4. Cependant, selon l'avis du 24 avril 2017, sur lequel le préfet de la Gironde s'est fondé, le collège des médecins du service médical de l'Office français de l'immigration et de l'intégration a estimé que si l'état de santé de M.H..., nécessitait une prise en charge médicale, le défaut d'une telle prise en charge ne devrait pas entraîner des conséquences d'une exceptionnelle gravité et qu'au vu des éléments de son dossier, son état de santé pouvait lui permettre de voyager sans risque vers son pays d'origine. Or, le seul certificat médical se prononçant sur les conséquences induites par une absence de prise en charge médicale est le certificat médical du praticien hospitalier suivant M. H...en date du 1er septembre 2017 en vertu duquel le risque encouru est " la majoration de la symptomatologie post-traumatique et dépressive avec un risque auto et/ou hétéroagressif ". Un tel certificat n'est guère circonstancié tant sur la gravité du risque que sur sa probabilité et son délai présumé de survenance au sens de l'article 4 de l'arrêté du 5 janvier 2017 susvisé. Dans ces conditions, ce risque ne peut, en l'état des précisions fournies, être qualifié de conséquence d'une exceptionnelle gravité au sens du 7° de l'article 6 de l'accord franco-algérien. Par suite, le moyen tiré de la méconnaissance de ces stipulations doit être écarté.
5. Il résulte de ce qui précède que c'est à tort que le tribunal administratif de Bordeaux s'est fondé sur ce moyen pour annuler l'arrêté du 9 août 2017 du préfet de la Gironde. Toutefois, il appartient à la cour, saisie de l'ensemble du litige par l'effet dévolutif de l'appel, d'examiner les autres moyens soulevés par M. H...devant le tribunal administratif de Bordeaux.

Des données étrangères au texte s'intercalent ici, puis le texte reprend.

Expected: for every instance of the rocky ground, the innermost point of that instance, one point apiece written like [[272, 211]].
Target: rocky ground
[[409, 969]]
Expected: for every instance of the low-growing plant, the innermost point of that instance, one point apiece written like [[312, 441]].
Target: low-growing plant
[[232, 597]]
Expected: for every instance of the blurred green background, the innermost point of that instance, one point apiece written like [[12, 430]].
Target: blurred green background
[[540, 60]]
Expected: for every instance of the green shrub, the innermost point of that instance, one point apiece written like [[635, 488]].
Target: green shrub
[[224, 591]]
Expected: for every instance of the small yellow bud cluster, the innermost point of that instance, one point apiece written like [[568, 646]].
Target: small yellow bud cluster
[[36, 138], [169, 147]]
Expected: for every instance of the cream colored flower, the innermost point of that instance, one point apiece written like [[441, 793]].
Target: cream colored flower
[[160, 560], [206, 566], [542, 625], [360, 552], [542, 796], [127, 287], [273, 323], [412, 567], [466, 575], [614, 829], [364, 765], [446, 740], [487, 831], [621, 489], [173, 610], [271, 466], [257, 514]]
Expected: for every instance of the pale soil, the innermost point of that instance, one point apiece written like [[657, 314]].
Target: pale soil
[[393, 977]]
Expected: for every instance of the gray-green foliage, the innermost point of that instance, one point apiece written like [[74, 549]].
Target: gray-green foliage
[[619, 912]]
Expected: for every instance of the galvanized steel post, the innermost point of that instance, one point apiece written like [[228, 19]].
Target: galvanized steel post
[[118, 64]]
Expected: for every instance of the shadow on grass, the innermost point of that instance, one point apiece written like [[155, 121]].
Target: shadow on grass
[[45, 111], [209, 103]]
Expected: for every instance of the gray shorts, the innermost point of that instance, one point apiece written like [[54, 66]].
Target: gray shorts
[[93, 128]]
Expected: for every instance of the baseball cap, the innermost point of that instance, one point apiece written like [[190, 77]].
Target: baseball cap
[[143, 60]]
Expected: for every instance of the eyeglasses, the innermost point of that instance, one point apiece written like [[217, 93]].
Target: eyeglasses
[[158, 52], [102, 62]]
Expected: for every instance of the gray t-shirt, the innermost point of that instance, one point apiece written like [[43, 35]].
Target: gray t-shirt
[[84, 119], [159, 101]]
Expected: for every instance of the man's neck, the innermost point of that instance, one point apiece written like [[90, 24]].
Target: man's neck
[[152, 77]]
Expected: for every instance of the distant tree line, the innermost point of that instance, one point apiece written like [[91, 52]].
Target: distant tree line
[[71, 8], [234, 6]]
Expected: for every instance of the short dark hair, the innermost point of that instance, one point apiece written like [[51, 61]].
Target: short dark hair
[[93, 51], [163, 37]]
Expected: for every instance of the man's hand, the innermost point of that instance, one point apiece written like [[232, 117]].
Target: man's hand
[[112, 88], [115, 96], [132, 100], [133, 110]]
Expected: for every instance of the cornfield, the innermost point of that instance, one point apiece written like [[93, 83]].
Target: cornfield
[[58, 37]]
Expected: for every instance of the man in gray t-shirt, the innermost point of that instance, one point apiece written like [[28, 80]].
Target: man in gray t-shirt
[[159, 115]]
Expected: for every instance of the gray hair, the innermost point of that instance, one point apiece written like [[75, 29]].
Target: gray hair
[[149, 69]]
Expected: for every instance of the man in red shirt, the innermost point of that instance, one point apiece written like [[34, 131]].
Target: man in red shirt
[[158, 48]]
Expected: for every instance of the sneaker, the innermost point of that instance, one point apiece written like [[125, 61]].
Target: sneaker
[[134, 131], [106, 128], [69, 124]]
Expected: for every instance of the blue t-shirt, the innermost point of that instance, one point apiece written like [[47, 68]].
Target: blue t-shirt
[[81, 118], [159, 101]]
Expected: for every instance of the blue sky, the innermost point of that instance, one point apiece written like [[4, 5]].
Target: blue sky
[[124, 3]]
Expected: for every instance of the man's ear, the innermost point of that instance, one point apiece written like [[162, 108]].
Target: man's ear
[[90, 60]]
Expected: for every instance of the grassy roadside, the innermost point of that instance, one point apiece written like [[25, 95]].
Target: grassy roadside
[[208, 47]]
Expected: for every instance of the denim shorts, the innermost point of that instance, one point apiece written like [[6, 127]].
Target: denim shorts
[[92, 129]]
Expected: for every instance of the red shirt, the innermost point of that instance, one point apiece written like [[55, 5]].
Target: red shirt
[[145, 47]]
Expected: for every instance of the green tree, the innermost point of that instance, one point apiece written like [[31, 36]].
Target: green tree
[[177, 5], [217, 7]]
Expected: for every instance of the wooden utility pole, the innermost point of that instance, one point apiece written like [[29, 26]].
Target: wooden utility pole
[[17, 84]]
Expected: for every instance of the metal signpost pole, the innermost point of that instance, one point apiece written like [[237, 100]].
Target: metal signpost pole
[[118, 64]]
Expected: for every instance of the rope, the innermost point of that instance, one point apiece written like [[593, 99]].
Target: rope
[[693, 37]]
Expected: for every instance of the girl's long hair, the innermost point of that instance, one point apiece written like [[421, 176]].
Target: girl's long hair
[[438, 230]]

Sur la légalité de l'arrêté du 9 août 2017 :
En ce qui concerne le refus de certificat de résidence :
6. En premier lieu, M. H...semble soutenir que ce refus est insuffisamment motivé dès lors qu'il se fonde uniquement sur l'avis émis par le collège de médecins de l'Office français de l'immigration et de l'intégration. Cependant, une telle critique qui se rattache au bien-fondé de la motivation, est sans incidence sur le caractère suffisant de cette motivation. Par ailleurs, l'arrêté litigieux vise les textes fondant le refus de certificat de résidence et énonce les motifs de fait qui le fonde. Dès lors, le moyen tiré de son insuffisante motivation doit être écarté.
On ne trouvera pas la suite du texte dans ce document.